I implemented custom algorithms based on Golub & Van Loan’s Matrix Computations and found them to be much faster than both approaches.

Here is a MWRE that I will also include as a Pluto Notebook.

Setup

using Random, LinearAlgebra, BlockBandedMatrices, SparseArrays
using BlockArrays: getblock
using BenchmarkTools

# Parameters
k = 2       # block size
n = 5       # number of blocks

# Create SPD blocks
function make_spd_block(k)
    A = randn(k, k)
    return A'A + k*I  # ensure SPD
end

Bs = [make_spd_block(k) for _ in 1:n]         # diagonal blocks
Cs = [randn(k, k) for _ in 1:(n-1)]           # off-diagonal blocks

# Build full matrix A
function build_full_block_tridiag(Bs, Cs)
    k, n = size(Bs[1], 1), length(Bs)
    A = zeros(k*n, k*n)
    for i in 1:n
        A[(k*(i-1)+1):(k*i), (k*(i-1)+1):(k*i)] .= Bs[i]
        if i < n
            A[(k*(i-1)+1):(k*i), (k*i+1):(k*(i+1))] .= Cs[i]'
            A[(k*i+1):(k*(i+1)), (k*(i-1)+1):(k*i)] .= Cs[i]
        end
    end
    return Symmetric(A)
end

A_dense = build_full_block_tridiag(Bs, Cs)
b = randn(k * n)

Method 1: Custom Block Cholesky (brittle but fast)
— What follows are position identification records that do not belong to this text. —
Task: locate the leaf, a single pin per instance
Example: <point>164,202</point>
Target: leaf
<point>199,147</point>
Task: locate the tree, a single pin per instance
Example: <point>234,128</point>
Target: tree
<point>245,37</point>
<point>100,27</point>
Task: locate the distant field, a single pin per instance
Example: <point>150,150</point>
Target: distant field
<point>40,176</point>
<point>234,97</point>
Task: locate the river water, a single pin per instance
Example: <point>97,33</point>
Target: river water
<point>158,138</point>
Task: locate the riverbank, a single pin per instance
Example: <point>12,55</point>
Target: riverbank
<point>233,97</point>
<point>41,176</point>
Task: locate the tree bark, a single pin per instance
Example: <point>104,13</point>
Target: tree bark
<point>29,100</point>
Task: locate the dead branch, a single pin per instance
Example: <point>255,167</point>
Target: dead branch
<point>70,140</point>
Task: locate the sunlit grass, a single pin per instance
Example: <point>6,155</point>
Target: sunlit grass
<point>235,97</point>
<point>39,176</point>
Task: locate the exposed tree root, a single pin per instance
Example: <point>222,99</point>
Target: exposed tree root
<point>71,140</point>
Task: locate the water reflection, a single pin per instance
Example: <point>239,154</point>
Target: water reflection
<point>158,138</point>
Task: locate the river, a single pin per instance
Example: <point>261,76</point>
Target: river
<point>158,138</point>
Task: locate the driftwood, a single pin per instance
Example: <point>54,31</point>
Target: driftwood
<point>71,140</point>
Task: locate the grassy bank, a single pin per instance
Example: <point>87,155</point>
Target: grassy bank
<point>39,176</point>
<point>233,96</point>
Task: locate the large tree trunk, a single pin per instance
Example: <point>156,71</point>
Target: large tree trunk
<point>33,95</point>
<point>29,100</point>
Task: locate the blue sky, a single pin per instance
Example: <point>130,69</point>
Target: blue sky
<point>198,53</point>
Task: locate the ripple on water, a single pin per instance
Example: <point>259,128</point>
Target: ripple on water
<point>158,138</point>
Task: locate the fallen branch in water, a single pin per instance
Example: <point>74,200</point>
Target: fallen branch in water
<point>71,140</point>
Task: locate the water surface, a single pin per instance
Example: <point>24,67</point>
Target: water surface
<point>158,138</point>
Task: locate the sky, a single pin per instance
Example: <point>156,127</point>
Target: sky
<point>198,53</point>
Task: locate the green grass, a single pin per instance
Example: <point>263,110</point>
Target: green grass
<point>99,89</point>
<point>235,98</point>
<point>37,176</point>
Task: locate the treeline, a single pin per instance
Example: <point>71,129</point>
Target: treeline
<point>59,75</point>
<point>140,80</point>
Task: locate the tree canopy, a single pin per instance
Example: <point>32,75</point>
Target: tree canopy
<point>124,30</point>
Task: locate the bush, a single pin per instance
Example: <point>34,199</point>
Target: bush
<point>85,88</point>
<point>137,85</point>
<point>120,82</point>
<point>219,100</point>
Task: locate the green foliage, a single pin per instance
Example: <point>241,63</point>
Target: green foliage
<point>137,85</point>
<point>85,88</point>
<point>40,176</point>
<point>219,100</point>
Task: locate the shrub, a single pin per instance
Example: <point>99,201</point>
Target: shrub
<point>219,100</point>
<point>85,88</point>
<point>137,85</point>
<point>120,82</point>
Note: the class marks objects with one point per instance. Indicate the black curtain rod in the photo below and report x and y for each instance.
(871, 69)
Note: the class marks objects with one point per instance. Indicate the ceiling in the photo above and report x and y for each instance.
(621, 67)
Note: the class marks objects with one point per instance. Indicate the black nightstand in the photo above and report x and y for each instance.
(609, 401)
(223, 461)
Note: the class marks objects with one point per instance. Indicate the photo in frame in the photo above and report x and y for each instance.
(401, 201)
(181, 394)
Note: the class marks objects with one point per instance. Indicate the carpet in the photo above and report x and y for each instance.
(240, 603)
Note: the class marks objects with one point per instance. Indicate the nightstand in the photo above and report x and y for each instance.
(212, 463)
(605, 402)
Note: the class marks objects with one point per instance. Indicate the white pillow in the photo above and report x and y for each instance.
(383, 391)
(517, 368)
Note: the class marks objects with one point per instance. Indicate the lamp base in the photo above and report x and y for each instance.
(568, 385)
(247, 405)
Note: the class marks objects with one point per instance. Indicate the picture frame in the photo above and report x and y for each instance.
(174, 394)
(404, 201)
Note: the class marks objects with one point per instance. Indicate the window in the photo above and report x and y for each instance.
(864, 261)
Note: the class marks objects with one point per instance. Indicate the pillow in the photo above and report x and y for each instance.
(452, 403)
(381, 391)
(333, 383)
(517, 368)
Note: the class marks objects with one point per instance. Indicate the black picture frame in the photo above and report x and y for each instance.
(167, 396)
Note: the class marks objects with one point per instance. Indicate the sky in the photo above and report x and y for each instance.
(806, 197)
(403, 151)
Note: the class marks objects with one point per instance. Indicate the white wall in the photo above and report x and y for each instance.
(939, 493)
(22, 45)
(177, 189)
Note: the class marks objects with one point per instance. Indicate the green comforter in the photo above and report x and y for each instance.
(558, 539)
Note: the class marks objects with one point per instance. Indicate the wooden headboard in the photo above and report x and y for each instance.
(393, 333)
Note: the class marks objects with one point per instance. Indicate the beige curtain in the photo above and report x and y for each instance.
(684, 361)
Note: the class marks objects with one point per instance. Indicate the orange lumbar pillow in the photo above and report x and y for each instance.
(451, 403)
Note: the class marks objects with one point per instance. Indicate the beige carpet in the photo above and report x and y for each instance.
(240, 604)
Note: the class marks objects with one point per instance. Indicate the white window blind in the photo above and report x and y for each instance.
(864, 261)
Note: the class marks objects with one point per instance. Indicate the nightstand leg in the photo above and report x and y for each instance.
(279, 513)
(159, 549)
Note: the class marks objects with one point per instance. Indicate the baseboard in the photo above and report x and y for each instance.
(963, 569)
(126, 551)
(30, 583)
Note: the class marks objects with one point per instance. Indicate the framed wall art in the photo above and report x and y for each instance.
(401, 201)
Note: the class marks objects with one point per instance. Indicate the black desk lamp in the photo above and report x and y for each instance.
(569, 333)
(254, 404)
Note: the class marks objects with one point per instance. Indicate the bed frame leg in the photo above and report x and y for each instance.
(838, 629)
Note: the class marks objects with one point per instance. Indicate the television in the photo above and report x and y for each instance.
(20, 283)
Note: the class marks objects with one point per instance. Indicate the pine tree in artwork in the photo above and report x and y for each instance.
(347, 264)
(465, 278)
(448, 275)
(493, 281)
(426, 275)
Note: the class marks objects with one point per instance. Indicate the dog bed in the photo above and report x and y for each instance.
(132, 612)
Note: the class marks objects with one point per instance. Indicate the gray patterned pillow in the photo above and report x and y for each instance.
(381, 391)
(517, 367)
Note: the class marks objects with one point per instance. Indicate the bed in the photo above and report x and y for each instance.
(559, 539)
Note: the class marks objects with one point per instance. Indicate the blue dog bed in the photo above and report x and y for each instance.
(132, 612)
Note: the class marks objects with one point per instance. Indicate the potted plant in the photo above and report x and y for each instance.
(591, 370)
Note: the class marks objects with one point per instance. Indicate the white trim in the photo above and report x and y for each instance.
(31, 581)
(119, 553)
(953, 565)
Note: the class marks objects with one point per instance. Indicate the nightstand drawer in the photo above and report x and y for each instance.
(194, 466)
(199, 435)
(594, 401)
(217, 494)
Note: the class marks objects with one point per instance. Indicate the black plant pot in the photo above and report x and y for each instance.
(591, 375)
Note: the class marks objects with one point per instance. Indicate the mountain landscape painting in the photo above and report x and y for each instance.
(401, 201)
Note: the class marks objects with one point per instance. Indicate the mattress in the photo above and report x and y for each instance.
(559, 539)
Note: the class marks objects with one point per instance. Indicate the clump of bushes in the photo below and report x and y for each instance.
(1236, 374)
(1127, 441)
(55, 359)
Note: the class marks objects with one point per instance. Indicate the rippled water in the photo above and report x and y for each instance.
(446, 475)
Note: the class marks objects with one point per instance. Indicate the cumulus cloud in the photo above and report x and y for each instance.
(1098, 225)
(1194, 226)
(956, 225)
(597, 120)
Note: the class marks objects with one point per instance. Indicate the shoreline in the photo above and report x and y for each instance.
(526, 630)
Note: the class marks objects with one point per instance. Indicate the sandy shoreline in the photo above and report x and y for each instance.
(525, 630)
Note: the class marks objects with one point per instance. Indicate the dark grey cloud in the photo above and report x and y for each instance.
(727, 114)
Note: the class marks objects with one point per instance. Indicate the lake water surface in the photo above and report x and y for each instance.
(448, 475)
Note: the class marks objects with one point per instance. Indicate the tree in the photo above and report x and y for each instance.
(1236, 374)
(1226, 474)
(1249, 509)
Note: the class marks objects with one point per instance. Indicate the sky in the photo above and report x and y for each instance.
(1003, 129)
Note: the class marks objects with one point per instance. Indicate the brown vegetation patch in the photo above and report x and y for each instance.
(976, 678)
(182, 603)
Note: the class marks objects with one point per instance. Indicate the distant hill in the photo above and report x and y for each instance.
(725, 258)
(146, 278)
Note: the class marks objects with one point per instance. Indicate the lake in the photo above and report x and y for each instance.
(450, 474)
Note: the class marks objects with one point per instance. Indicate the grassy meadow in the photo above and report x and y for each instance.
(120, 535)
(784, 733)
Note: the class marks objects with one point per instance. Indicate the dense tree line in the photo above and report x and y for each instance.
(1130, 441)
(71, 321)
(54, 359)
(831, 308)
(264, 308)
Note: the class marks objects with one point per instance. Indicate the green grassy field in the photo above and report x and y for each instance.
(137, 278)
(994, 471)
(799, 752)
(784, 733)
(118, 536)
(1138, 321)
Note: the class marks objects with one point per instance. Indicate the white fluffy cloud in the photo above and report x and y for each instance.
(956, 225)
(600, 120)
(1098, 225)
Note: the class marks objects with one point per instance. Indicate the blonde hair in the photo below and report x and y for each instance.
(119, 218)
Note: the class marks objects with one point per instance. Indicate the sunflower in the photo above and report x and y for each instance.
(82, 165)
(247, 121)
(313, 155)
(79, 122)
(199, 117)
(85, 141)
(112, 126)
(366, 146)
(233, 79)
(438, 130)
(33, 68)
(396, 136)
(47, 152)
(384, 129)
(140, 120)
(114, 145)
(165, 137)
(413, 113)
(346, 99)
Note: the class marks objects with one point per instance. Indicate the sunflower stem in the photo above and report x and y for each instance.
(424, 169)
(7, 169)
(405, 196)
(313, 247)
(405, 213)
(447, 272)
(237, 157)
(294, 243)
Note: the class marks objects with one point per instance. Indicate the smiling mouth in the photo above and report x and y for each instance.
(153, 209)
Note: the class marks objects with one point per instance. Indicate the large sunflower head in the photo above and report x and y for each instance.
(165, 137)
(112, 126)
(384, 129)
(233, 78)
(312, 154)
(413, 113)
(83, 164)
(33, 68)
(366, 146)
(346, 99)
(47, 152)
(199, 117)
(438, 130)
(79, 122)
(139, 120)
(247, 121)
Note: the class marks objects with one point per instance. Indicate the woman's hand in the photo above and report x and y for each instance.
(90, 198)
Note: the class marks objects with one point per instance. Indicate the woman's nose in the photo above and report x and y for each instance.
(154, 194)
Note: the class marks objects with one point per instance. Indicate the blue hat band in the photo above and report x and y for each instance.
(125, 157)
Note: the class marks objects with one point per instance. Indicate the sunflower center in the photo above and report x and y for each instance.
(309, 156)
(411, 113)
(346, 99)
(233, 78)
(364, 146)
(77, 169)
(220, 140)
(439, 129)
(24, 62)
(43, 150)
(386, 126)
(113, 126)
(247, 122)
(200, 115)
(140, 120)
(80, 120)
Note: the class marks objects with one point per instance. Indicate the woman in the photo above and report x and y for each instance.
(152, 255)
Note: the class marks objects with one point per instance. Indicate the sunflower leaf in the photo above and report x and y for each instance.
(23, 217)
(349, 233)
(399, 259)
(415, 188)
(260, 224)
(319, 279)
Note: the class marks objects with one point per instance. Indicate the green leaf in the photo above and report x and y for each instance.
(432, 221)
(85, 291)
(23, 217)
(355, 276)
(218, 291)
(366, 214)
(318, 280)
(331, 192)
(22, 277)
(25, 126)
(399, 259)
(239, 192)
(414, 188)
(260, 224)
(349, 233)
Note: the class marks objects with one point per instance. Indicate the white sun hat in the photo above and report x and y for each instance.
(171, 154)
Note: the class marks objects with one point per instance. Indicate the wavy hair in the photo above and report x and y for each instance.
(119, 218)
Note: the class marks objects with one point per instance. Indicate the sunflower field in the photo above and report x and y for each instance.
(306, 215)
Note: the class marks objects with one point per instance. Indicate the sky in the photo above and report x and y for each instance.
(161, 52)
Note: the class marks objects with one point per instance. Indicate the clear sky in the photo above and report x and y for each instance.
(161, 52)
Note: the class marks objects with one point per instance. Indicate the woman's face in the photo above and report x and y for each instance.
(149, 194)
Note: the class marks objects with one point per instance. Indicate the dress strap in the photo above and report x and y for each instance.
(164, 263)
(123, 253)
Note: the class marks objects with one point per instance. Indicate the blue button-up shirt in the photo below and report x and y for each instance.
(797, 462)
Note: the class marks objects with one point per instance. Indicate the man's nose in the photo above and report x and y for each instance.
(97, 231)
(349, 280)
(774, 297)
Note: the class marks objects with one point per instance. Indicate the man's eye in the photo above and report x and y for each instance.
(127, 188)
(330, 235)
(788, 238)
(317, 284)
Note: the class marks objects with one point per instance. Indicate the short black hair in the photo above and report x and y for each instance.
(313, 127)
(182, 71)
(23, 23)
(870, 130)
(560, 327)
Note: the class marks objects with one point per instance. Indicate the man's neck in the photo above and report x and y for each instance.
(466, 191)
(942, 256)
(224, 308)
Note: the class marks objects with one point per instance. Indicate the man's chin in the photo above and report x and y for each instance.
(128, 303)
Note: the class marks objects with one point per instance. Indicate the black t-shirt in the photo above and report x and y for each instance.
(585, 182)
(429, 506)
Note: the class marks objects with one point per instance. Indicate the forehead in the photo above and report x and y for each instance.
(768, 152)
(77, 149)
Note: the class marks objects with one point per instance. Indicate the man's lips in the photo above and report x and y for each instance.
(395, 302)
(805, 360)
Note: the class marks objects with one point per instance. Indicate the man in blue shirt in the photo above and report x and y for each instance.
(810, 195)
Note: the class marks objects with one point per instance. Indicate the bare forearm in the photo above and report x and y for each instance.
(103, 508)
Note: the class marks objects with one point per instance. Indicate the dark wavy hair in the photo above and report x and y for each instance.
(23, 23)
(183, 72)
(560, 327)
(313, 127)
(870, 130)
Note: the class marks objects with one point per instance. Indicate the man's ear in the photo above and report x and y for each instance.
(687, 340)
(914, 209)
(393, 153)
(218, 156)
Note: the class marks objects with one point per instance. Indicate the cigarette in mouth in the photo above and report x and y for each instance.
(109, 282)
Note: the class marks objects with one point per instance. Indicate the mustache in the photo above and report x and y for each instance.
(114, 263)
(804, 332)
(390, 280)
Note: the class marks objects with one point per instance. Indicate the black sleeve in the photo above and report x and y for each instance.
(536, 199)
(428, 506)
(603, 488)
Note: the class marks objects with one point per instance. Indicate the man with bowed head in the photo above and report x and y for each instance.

function custom_block_cholesky(Bs, Cs, b)
    n = length(Bs)
    k = size(Bs[1], 1)
    Ls = Vector{Matrix{Float64}}(undef, n)
    Loffs = Vector{Matrix{Float64}}(undef, n - 1)
    
    # Cholesky factorization
    Ls[1] = cholesky(Bs[1]).L
    for i in 2:n
        # Solve Cᵢ₋₁ = Lᵢ₋₁ Lᵢ₋₁ᵗ ⇒ Loffs[i-1] = Cᵢ₋₁ * Lᵢ₋₁⁻ᵗ
        Loffs[i-1] = Cs[i-1] * inv(Ls[i-1]')
        S = Bs[i] - Loffs[i-1] * Loffs[i-1]'
        Ls[i] = cholesky(S).L
    end
    
    # Forward substitution 
    y = zeros(k * n)
    for i in 1:n
        idx = (k*(i-1)+1):(k*i)
        y[idx] .= b[idx]
        if i > 1
            prev_idx = (k*(i-2)+1):(k*(i-1))  
            y[idx] .-= Loffs[i-1] * y[prev_idx]
        end
        y[idx] .= Ls[i] \ y[idx]  
    end
    
    # Backward substitution 
    x = zeros(k * n)
    for i in n:-1:1
        idx = (k*(i-1)+1):(k*i)
        x[idx] .= y[idx]
        if i < n
            next_idx = (k*i+1):(k*(i+1))  
            x[idx] .-= Loffs[i]' * x[next_idx]
        end
        x[idx] .= Ls[i]' \ x[idx] 
    end
    
    return x
end

Method 2: Custom Block LU (more robust)

function custom_block_lu(As, Bs, Cs, b)
    n = length(As)  # number of block rows
    k = size(As[1], 1)  # block size
    
    # Storage for LU factors
    Us = Vector{Matrix{Float64}}(undef, n)      # Upper diagonal blocks
    Ls = Vector{Matrix{Float64}}(undef, n-1)    # Lower off-diagonal blocks
    
    # First block: U₁ = A₁
    Us[1] = copy(As[1])
    
    for i = 1:n-1
        # Compute lower off-diagonal: Lᵢ = Bᵢ * Uᵢ⁻¹
        Ls[i] = Bs[i] / Us[i]
        
        # Update next diagonal block: Uᵢ₊₁ = Aᵢ₊₁ - Lᵢ * Cᵢ
        Us[i+1] = As[i+1] - Ls[i] * Cs[i]
    end
    
    # Forward Substitution
    y = zeros(k * n)
    for i = 1:n
        idx = (k*(i-1)+1):(k*i)
        y[idx] = b[idx]
        
        # Subtract contribution from previous block
        if i > 1
            prev_idx = (k*(i-2)+1):(k*(i-1))
            y[idx] -= Ls[i-1] * y[prev_idx]
        end
    end
    
    # Backward Substitution
    x = zeros(k * n)
    for i = n:-1:1
        idx = (k*(i-1)+1):(k*i)
        x[idx] = y[idx]
        
        # Subtract contribution from next block
        if i < n
            next_idx = (k*i+1):(k*(i+1))
            x[idx] -= Cs[i] * x[next_idx]
        end
        
        # Solve with diagonal block
        x[idx] = Us[i] \ x[idx]
    end
    
    return x
end

Method 3: BlockBandedMatrices.jl

block_sizes = fill(k, n)
A_bbm = BlockBandedMatrix{Float64}(undef, block_sizes, block_sizes, (1, 1))

for i in 1:n
    getblock(A_bbm, i, i) .= Bs[i]
end

for i in 1:(n-1)
    getblock(A_bbm, i+1, i) .= Cs[i]
    getblock(A_bbm, i, i+1) .= Cs[i]'
end

x_bbm = A_bbm \ b

Method 4: SparseArrays.jl

A_sparse = sparse(A_dense)
x_sparse = A_sparse \ b

Results

# Method 1: Custom Block Cholesky
x_custom = custom_block_cholesky(Bs, Cs, b)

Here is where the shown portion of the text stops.